I am trying to aggregate in a JSONB field in a PostgreSQL database. This is probably easier to explain with an example, so if you create and populate a table called analysis
with two columns ( id
and analysis
) as follows: -
create table analysis ( id serial primary key, analysis jsonb ); insert into analysis (id, analysis) values (1, '{"category" : "news", "results" : [1, 2, 3, 4, 5 , 6, 7, 8, 9, 10, 11, 12, 13, 14, null, null]}'), (2, '{"category" : "news", "results" : [11, 12, 13, 14, 15, 16, 17, 18, 19, 20, 21, 22, 23, 24, null, 26]}'), (3, '{"category" : "news", "results" : [31, 32, 33, 34, 35, 36, 37, 38, 39, 40, 41, 42, 43, 44, 45, 46]}'), (4, '{"category" : "sport", "results" : [51, 52, 53, 54, 55, 56, 57, 58, 59, 60, 61, 62, 63, 64, 65, 66]}'), (5, '{"category" : "sport", "results" : [71, 72, 73, 74, 75, 76, 77, 78, 79, 80, 81, 82, 83, 84, 85, 86]}'), (6, '{"category" : "weather", "results" : [91, 92, 93, 94, 95, 96, 97, 98, 99, 100, 101, 102, 103, 104, 105, 106]}');
As you can see, the analysis
JSONB field always contains 2 category
and results
attributes. The result attribute will always contain an array of a fixed length of size 16. I used various functions like jsonb_array_elements
, but I am trying to do the following: -
- Group by analysis → 'category'
- The average value for each element of the array
When I want, this is an operator that returns 3 rows grouped by category (i.e. news
, sport
and weather
) and 16 fixed-length arrays containing average values. To complicate matters even further if there is null
in the array, we should ignore them (i.e. we do not just sum and average over the number of rows). The result should look something like this: -
category | analysis_average -----------+-------------------------------------------------------------------------------------------------------------- "news" | [14.33, 15.33, 16.33, 17.33, 18.33, 19.33, 20.33, 21.33, 22.33, 23.33, 24.33, 25.33, 26.33, 27.33, 45, 36] "sport" | [61, 62, 63, 64, 65, 66, 67, 68, 69, 70, 71, 72, 73, 74, 75, 76] "weather" | [91, 92, 93, 94, 95, 96, 97, 98, 99, 00, 101, 102, 103, 104, 105, 106]
NOTE. Note 45
and 36
in the last 2 itmes arrays in line 1, which illustrates ignoring nulls
s.
I was thinking of creating a view that exploded an array of 16 columns, i.e.

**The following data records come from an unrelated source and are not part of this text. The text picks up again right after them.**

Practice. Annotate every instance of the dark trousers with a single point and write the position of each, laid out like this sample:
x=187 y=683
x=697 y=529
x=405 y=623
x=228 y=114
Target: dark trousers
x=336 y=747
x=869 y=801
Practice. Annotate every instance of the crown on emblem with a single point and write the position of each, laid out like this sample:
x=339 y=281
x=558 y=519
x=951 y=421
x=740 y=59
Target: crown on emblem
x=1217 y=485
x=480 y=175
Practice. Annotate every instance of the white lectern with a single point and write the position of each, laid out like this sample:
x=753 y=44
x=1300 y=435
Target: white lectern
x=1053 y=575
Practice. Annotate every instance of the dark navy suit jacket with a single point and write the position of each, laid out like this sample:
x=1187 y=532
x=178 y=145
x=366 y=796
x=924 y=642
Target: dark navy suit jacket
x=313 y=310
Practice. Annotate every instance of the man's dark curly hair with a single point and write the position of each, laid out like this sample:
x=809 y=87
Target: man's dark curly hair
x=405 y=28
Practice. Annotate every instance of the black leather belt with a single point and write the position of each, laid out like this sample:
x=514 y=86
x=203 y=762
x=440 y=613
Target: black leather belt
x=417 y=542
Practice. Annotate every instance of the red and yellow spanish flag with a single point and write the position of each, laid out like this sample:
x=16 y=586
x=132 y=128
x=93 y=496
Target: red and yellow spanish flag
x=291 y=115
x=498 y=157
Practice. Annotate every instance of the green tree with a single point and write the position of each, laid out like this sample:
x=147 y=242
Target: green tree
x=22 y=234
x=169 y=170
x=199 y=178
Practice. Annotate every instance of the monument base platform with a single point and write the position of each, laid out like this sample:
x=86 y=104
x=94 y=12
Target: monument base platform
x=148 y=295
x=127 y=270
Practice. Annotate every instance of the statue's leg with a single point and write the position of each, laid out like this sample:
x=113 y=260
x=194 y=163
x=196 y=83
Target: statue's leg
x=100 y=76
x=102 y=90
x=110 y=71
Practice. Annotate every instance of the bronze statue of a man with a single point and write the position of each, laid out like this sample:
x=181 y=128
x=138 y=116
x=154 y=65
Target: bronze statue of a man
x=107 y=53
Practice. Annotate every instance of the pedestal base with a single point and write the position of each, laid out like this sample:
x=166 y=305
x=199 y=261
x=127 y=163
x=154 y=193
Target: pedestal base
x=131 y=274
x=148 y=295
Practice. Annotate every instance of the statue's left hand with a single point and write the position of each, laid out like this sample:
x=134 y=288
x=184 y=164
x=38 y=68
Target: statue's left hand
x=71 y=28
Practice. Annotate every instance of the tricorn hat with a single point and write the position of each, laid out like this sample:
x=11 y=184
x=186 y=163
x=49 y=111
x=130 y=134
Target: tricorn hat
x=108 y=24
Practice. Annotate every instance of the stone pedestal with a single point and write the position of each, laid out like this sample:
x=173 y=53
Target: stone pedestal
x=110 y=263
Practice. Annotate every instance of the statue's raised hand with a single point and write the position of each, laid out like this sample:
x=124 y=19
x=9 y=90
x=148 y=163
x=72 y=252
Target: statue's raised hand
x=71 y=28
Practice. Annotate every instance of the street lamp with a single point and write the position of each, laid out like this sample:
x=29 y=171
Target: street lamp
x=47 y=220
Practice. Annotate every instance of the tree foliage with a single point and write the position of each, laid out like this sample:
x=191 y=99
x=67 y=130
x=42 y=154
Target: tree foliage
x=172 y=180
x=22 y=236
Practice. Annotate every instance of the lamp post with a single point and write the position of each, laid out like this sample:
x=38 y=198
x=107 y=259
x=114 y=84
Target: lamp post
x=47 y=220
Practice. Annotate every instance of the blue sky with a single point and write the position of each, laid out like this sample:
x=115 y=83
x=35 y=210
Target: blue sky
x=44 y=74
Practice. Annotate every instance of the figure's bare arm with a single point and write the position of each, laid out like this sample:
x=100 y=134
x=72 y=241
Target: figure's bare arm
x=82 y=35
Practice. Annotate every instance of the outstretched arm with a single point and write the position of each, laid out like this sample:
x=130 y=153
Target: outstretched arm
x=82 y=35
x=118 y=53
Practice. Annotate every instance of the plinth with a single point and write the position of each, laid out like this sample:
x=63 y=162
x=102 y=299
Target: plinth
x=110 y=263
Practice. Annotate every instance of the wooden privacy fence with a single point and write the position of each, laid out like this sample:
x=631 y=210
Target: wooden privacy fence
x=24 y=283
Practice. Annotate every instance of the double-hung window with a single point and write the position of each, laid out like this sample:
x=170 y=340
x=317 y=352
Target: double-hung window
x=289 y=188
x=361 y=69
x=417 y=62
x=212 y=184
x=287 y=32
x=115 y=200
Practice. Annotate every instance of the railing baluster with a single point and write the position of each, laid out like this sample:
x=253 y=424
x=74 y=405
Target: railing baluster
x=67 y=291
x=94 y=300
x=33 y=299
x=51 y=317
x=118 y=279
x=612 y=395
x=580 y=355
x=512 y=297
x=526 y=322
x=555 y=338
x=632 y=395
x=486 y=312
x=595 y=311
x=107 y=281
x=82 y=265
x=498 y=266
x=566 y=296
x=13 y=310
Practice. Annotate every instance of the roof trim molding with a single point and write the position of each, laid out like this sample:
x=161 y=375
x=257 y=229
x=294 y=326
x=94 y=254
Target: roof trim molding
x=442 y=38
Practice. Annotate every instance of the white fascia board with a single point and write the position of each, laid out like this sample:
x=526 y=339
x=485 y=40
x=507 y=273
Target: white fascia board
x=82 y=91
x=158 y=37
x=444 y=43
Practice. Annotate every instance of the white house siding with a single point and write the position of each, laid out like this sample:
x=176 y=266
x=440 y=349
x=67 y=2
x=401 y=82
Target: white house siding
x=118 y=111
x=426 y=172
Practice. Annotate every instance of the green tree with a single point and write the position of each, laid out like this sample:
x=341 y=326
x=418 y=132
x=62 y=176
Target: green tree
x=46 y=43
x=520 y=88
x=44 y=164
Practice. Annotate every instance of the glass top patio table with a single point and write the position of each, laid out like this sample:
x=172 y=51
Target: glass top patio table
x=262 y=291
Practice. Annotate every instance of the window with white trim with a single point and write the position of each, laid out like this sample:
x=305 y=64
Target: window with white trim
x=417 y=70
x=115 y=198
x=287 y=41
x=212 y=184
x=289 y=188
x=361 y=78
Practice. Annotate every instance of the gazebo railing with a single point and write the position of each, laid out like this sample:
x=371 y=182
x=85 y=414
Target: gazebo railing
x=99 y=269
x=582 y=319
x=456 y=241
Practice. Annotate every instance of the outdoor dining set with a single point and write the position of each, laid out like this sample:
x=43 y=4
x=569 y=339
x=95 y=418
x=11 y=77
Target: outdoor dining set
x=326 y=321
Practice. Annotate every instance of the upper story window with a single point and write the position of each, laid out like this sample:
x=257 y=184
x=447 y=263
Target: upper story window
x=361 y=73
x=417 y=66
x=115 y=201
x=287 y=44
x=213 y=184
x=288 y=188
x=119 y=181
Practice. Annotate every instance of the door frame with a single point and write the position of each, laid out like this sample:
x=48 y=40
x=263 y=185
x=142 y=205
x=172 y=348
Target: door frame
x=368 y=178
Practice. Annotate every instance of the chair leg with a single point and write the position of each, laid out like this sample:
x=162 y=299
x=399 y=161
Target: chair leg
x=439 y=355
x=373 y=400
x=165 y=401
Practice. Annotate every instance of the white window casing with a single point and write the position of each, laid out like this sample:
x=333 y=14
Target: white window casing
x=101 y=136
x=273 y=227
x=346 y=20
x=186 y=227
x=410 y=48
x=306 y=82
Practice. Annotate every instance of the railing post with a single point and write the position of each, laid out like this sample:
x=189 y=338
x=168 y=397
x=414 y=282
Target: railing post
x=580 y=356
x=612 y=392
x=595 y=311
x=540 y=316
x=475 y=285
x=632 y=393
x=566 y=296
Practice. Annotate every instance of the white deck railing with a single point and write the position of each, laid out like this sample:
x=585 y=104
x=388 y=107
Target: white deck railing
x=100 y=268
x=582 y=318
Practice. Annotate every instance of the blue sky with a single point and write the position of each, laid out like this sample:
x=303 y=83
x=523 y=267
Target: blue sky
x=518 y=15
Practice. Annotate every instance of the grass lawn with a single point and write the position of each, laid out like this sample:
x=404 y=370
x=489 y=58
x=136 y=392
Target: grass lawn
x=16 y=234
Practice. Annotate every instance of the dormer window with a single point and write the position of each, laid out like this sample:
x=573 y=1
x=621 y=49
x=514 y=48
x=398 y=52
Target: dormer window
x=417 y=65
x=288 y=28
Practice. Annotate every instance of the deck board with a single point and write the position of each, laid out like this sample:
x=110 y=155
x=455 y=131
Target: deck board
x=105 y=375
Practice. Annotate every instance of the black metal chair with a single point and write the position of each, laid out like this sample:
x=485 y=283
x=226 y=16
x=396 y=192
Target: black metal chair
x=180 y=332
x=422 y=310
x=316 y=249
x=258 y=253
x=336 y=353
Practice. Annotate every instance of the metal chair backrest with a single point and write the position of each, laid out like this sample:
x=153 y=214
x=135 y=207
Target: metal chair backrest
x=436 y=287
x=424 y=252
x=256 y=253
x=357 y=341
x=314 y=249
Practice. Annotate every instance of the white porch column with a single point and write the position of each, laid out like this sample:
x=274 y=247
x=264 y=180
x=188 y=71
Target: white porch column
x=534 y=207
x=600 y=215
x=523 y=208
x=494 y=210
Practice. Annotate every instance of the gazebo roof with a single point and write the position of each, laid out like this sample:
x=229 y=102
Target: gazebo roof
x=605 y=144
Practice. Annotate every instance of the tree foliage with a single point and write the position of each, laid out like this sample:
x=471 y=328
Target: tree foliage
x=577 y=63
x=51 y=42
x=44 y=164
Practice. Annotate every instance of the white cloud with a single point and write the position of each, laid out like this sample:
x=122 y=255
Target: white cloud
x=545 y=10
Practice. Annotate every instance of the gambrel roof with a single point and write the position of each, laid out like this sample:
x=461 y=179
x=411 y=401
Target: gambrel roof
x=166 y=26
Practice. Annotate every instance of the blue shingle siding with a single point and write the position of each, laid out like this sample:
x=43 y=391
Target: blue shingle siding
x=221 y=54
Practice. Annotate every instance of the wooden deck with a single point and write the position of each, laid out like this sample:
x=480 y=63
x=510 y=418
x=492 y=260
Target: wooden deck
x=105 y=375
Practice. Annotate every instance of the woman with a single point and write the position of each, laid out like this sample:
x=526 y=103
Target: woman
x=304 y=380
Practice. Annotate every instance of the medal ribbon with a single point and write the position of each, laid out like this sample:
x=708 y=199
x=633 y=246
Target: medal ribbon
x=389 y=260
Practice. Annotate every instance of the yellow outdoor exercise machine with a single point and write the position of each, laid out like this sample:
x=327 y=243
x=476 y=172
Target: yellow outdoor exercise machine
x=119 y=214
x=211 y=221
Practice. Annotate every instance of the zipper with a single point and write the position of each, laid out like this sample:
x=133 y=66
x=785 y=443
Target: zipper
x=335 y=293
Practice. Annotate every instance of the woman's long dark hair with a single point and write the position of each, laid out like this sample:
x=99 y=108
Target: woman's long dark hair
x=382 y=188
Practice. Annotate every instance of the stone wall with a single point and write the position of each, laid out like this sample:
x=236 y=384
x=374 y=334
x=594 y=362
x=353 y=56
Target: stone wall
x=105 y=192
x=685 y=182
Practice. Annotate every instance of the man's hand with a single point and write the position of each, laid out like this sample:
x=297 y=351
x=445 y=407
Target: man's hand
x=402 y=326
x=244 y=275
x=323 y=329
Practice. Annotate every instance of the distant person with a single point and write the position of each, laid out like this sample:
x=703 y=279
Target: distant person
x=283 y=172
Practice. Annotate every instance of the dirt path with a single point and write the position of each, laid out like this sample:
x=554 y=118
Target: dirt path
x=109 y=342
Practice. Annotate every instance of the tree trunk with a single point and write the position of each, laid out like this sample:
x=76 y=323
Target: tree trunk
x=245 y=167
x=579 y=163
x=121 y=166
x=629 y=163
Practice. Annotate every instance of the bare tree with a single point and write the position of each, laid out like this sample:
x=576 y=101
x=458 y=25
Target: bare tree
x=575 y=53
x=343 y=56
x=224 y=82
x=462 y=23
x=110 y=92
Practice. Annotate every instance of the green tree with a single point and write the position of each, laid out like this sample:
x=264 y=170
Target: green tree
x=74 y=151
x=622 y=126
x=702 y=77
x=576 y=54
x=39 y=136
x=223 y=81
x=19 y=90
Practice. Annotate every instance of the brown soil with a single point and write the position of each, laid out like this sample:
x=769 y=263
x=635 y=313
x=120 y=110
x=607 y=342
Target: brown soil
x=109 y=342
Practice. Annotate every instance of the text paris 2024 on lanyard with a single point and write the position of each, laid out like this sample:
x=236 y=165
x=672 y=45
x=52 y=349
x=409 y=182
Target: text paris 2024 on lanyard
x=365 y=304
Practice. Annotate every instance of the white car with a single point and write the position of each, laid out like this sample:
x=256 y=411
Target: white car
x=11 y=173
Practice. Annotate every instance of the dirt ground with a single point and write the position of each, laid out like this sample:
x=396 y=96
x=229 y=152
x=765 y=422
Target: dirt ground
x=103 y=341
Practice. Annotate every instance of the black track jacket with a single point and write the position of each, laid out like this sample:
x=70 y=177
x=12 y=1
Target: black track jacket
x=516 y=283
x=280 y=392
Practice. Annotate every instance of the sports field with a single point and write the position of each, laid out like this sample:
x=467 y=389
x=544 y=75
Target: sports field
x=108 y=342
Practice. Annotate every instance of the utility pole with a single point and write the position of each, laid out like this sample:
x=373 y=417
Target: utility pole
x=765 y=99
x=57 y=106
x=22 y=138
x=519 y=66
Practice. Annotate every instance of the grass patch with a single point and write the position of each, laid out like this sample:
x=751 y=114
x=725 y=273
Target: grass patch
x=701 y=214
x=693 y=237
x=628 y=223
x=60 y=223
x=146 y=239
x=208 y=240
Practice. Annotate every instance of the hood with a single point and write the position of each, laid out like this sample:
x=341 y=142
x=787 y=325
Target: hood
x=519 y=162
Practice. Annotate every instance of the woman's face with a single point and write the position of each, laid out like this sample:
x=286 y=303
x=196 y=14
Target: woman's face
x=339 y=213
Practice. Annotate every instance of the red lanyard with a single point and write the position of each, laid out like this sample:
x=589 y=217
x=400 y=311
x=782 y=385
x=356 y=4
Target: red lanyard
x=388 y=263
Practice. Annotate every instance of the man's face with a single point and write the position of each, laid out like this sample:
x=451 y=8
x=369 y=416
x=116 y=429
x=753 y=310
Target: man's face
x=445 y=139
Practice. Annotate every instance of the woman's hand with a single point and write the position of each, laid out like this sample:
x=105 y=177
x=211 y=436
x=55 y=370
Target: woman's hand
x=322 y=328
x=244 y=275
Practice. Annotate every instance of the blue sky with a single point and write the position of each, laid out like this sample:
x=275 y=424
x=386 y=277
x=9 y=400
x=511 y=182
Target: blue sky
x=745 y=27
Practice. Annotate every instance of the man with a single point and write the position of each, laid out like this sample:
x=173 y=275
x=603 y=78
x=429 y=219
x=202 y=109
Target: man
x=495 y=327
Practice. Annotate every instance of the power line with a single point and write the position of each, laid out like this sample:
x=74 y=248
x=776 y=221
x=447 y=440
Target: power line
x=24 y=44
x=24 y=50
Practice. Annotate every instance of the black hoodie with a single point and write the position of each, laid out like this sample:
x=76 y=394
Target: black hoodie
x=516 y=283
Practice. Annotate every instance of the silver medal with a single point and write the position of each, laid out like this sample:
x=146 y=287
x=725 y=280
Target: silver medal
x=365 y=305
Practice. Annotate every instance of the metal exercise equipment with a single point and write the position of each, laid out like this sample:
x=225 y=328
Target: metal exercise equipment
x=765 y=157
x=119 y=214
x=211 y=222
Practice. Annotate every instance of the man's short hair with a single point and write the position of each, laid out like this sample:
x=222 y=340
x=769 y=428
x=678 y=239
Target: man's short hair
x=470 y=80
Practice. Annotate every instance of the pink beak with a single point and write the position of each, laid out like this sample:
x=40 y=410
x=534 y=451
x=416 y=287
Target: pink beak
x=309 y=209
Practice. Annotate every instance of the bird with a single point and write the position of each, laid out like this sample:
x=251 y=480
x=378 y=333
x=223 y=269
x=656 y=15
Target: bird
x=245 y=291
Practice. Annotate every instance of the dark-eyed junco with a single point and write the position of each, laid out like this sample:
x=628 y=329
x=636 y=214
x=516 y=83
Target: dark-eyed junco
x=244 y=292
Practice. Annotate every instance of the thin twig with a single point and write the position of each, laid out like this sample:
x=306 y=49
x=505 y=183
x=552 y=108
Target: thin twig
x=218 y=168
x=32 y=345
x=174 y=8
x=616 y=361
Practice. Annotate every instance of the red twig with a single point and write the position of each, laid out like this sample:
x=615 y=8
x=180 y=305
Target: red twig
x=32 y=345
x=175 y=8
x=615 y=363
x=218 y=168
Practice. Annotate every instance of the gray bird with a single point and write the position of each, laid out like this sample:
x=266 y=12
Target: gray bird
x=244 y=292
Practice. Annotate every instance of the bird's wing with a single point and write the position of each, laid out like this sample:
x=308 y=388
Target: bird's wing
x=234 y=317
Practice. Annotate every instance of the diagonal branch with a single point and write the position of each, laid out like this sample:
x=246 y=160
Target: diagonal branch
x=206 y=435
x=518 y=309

create view analysis_view as select a.*, (a.analysis->'results'->>0)::int as result0, (a.analysis->'results'->>1)::int as result1 from analysis a;
This seems extremely inappropriate to me and eliminates the advantages of using an array in the first place, but it can probably crack something with it using this approach.
Any pointers or tips will be most appreciated!
Performance is also important here, so the higher the performance, the better!